Often you need to ask yourself – “What in this application uses a lot of memory? What can I improve or optimize?” Is it the data model itself or is it the symbol tables? Or is there a chart that uses a lot of memory?”
To get an answer to these questions, you can use the memory statistics tool. Here follows a basic recipe for a memory analysis:
Create a memory statistics file from the application you want to analyze (Document Properties -> General -> Memory Statistics). This will export some memory statistics data to a tab separated file.
Create a new QlikView document in which you load the created file.
Create list boxes for the fields Class, Type, and Subtype.
To understand what these fields display, see the table below.
The Class field tells you whether the memory used is part of the internal database (data tables and symbol tables), the state space (the selections), the sheet objects (volatile structures to calculate the sheet objects), or a variable. The Type and SubType fields give you additional information about where memory is used.
Create a drill-down group of the fields Class, Type, and Subtype named ">Type".
Create a stacked bar chart with Id as first dimension, >Type as second dimension, and Sum(Bytes) as expression.
Sort the chart descending according to y-value.
Restrict the chart to show only the first 10 bars.
You should now have a graph similar to the one below.
In this you can see which objects, tables, or fields are consuming memory in your application. The bars to the left are the ones that use a lot.
Now you can start to optimize!
If most of your memory consumption is made by sheet objects, look at them and see if there is anything you can do. Does this chart have too many dimensions? Is the expression too complex? Do I really need to sort this list box with a very large number of distinct values? Do I need to show it at all?
If most of your memory consumption is due to database symbols, look at whether you can use the autonumber function to make these symbol tables use less memory.
If most of your memory consumption is made by database tables, you might want to remove columns, or aggregate data. Or maybe realize that optimization isn’t worth wile…
One small word of warning: The numbers in the memory statistics analysis should not be trusted too literally – they do not always describe the situation completely. For instance, if a calculation is cached, it will not show up in the memory usage. Further, if an object has not been opened yet, its memory consumption is unknown and will display as zero. But in spite of these shortcomings, the memory statistics function will most of the time help you find where memory is used.
I concur, Henric. When I tested this using the Sheet Properties window, a selection took 116,812 milliseconds immediately after opening the .qvw. After making other selections, clearing, and making that initial selection again, the same selection took only 4,797 milliseconds.

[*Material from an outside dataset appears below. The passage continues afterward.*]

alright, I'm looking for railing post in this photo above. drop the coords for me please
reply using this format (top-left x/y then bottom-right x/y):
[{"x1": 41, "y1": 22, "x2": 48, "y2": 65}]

Do you have any idea why I would see a negative number in recalculation time?
It's complicated and I don't know all the details...

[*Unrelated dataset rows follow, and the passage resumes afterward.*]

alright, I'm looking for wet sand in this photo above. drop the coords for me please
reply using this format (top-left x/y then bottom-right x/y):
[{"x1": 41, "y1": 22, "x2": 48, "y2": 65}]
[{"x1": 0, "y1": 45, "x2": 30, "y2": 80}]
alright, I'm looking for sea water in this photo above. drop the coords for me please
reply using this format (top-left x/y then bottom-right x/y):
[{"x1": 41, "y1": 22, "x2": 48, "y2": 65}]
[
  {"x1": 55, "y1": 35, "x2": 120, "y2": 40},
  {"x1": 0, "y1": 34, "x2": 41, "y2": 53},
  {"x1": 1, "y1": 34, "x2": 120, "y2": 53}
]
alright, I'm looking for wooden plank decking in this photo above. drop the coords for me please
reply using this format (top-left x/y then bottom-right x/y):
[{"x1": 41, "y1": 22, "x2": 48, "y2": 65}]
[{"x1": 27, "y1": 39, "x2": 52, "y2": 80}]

But - first of all, you're looking at the symbol tables, i.e. the tables that store the unique values. Characters and numbers are treated completely differently here.
Numbers are stored as duals with 8 bytes for each numeric value + 1 byte for each digit for the formatting. So, your '1DIGITNUM' would then need 9 bytes for the value and its formatting. The extra two bytes are som kind of overhead that I do not know the details of.
Strings are stored with sometimes 1 byte per character, sometimes several. (Try Unicode characters, and you'll see.) Your 3 char fields all use 6+N bytes, i.e. the 6 bytes are overhead, probably for sorting, but also here I am not sure for what these are used.
If you load several records, you will see some other interesting effects, e.g. that consecutive numbers use 0 bytes - they are not stored since they are implicit, so QlikView figures out which number it is anyway.
What if it were using fixed points to calculate generation times, and the system clock/calendar was changed?
Like it said hey my calculation finished at 12:00 on 1/1/2014 and then you set the system time to 12/15/2013, interact with the app and it says "my last calculation took -15 days"?